The icing on the cake: It is likely that both trade wind and oceanic temperature changes due to increasing greenhouse gasses work in tandem to create the extremes in ocean temperatures that are the ultimate source of weather and climate extremes.
Or something like that. This is a falsifiable argument. If modoki’s do not become more frequent, then it is back to the drawing board. I’ve noticed that the drawing board is getting a bit worn.
Quoting from the press release:
“so as Modoki becomes more frequent in the central tropical Pacific, the NPGO will also intensify”
One question that I’d like to see addressed is “which way is the causation here?” – in a complex non-linear coupled system like the oceans and the atmosphere, causation is not always so easy to work out. Is El Nino Modoki driving the NPGO, or is it the other way about? And equally, are global temperature changes causing these Pacific ocean phenomena, or is it the other way around?

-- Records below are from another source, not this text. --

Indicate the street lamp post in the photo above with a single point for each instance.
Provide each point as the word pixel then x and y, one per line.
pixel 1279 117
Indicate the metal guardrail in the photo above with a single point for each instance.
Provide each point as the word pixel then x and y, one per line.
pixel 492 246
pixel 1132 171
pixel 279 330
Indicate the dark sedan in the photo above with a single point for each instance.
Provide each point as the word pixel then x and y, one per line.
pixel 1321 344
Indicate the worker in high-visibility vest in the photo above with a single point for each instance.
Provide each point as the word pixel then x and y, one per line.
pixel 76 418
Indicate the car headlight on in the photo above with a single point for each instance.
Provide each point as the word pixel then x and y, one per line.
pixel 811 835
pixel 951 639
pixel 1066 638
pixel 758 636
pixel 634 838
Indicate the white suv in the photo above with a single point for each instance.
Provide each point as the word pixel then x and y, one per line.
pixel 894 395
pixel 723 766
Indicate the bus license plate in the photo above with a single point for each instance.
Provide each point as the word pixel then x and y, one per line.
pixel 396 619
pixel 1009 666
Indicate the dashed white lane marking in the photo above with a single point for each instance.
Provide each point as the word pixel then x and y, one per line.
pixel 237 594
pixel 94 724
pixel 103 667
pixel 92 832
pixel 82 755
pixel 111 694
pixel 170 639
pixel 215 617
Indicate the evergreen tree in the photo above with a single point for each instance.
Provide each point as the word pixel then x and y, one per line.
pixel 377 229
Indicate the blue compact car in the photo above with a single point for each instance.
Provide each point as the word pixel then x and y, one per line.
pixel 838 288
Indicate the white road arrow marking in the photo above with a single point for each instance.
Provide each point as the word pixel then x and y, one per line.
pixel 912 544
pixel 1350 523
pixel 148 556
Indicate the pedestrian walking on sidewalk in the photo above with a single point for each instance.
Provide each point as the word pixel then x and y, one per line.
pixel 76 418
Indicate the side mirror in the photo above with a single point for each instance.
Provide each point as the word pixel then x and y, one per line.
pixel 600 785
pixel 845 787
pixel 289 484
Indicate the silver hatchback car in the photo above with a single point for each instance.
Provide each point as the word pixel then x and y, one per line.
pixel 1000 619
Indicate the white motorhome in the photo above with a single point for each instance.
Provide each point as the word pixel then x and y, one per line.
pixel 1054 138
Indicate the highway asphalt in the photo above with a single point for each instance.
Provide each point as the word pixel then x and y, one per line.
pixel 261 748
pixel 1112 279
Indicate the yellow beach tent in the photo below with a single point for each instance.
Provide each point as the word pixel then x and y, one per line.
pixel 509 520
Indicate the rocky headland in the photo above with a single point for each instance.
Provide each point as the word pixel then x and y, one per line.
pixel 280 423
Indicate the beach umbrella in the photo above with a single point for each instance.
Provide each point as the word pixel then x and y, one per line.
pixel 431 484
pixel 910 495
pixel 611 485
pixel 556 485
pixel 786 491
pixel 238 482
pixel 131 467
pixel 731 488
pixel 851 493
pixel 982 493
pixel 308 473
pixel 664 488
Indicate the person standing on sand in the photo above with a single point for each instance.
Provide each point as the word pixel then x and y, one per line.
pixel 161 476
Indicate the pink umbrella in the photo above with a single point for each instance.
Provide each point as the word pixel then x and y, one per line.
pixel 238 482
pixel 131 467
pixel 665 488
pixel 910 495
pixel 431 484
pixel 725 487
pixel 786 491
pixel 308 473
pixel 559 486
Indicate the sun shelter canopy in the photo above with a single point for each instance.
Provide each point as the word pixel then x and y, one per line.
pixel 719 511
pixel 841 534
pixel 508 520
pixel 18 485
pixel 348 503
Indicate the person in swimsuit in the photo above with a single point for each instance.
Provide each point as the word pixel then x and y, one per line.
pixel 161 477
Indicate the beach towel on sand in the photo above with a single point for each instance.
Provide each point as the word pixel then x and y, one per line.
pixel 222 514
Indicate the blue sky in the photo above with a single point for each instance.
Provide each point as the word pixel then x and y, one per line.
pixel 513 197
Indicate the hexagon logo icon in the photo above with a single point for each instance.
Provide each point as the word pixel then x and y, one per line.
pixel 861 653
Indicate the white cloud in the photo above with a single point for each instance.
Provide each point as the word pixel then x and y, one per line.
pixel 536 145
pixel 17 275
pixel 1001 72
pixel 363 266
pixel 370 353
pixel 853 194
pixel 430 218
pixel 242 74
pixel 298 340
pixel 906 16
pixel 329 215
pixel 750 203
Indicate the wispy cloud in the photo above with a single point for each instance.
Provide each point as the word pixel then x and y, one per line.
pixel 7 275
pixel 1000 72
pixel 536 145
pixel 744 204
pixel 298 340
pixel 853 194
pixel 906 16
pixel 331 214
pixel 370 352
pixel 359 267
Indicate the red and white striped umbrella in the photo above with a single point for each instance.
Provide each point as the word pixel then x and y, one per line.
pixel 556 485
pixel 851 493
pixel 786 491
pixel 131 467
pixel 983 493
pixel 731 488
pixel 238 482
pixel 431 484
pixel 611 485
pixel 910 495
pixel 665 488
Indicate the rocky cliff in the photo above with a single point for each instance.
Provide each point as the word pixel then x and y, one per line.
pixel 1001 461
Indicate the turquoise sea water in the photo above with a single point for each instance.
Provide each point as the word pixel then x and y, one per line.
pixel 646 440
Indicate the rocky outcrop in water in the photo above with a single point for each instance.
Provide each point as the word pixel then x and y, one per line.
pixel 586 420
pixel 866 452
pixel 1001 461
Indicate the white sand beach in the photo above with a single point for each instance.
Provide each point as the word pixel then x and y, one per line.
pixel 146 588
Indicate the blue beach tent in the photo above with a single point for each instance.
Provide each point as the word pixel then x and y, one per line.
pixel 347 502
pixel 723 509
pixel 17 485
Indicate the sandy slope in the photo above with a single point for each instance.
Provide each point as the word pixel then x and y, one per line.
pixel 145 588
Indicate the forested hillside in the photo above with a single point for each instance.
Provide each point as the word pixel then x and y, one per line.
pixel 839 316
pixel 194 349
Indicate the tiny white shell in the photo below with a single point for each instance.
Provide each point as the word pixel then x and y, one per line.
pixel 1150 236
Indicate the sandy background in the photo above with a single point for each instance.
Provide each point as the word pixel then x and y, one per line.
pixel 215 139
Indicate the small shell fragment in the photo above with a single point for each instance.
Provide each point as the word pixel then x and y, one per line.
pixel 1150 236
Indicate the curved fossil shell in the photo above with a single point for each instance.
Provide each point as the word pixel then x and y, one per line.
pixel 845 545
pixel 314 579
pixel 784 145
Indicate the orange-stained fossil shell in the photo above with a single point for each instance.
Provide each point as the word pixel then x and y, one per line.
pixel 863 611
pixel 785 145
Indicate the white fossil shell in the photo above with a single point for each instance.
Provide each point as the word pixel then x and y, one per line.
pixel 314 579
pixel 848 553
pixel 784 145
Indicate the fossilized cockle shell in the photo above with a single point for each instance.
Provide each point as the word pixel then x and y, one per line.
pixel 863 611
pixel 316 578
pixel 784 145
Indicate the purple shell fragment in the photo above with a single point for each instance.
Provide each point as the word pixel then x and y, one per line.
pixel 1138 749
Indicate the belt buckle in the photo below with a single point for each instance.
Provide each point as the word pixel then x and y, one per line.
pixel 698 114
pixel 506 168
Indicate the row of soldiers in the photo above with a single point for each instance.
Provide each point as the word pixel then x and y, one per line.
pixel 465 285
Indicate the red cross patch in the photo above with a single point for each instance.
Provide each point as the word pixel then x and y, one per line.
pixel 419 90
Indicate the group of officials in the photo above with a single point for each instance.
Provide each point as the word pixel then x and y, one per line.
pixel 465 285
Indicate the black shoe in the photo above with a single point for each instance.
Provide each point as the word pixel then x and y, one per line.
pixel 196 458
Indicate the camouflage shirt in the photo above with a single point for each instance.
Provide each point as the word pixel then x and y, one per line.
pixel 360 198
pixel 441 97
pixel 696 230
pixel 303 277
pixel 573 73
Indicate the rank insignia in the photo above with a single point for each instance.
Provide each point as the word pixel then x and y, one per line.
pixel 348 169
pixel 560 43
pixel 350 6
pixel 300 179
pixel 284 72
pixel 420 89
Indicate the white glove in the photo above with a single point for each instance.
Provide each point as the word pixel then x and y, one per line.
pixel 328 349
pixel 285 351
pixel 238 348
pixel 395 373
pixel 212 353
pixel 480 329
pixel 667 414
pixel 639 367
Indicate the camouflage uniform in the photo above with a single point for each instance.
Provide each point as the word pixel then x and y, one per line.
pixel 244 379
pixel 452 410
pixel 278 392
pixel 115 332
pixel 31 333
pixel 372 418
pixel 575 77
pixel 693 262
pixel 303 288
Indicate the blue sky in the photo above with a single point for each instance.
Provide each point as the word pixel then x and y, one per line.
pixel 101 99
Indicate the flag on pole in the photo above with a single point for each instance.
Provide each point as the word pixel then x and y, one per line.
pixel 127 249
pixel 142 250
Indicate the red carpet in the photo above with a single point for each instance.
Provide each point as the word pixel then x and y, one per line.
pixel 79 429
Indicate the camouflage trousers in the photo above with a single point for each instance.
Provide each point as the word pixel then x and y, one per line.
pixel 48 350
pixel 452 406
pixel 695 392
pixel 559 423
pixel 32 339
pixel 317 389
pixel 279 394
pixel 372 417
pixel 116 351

Climate change causes change in El Nino. Anything they haven’t seen is automatically categorized as caused by humans.
These folks are pathetic. They need to get out from behind their computers and do some field work. There are plenty of sediments that record the marine climate history of the Pacific basin.
Tom Pederson of the University of Victoria (in Canada) has been doing work on this area for many years. It would likely broaden some Modaki researchers views if they took a look at his results.
# „“climate change” causes climate change”,
Could it mean that ‘the average weather changes the average weather?’ The word CLIMATE is scientifically absolute meaningless, discussed at: http://www.whatisclimate.com/
And “Modoki“ ? El Nino, derive presumably from an internal mechanism. Dake Chen et al (Nature, Vol. 428, 2004) assumes:
____ “THE implication is that the evolution of major ENSO events is largely determined by oceanic initial conditions, and that the effect of subsequent atmospheric noise is generally secondary“; Discussed in: Ch.2, p.23f at: http://climate-ocean.com/02_12-Dateien/02_12.html
“may very well become”
How fresh. Another AGW attribution with “may”.
This new speculation may have a link to Jane Lubchenco’s baseless and false attribution of Oregon’s seasonal Ocean dead zones to AGW.
The web is full of her ginned up link.
“We seem to have crossed a tipping point,” Lubchenco said. “Low-oxygen zones off the Northwest coast appear to be the new normal.”
“all signs point to stronger winds associated with a warming planet”
This has been one of the more cooked up claims by alarmists and it got her the job of NOAA chief.
Her peers at Oregon State University helped her further embellish her fabricated link.
To make sure the phenomenon was actually new, Oregon State marine ecologist Francis Chan reconstructed data from water sampling at 3,100 stations dating to 1950. He found that low-oxygen areas have long existed in deeper waters, but there was virtually no evidence until recently of hypoxic waters in prime fishing waters, which extend down to 165 feet. “It’s pretty clear this is unprecedented,” Chan said. “It’s never been detected since we began to measure oxygen levels.”
Imagine how sloppy this science is. These seasonal “dead zones” have been recorded in history for 100 years and this group comes along and uses old water samples, reliable and adjusted as “tree ring data”, to bolster a baseless claim.
A claim so empty that this same research team that also devoured a $9 million NAS grant studying the same dead zone cautioned they were “unable to determine the extent of the link, if any to global warming”.
I’ll wager that those water samples and work by Chan are as defective as any AGW work to date.
Because Lubchenco, the nead of NOAA, was involved and her fabricated link has traveled the globe in countless publications perhaps someone will be insprired to check the work. Without the water sample claims the embellishment vanishes leaving nothing but a completely ginned up link.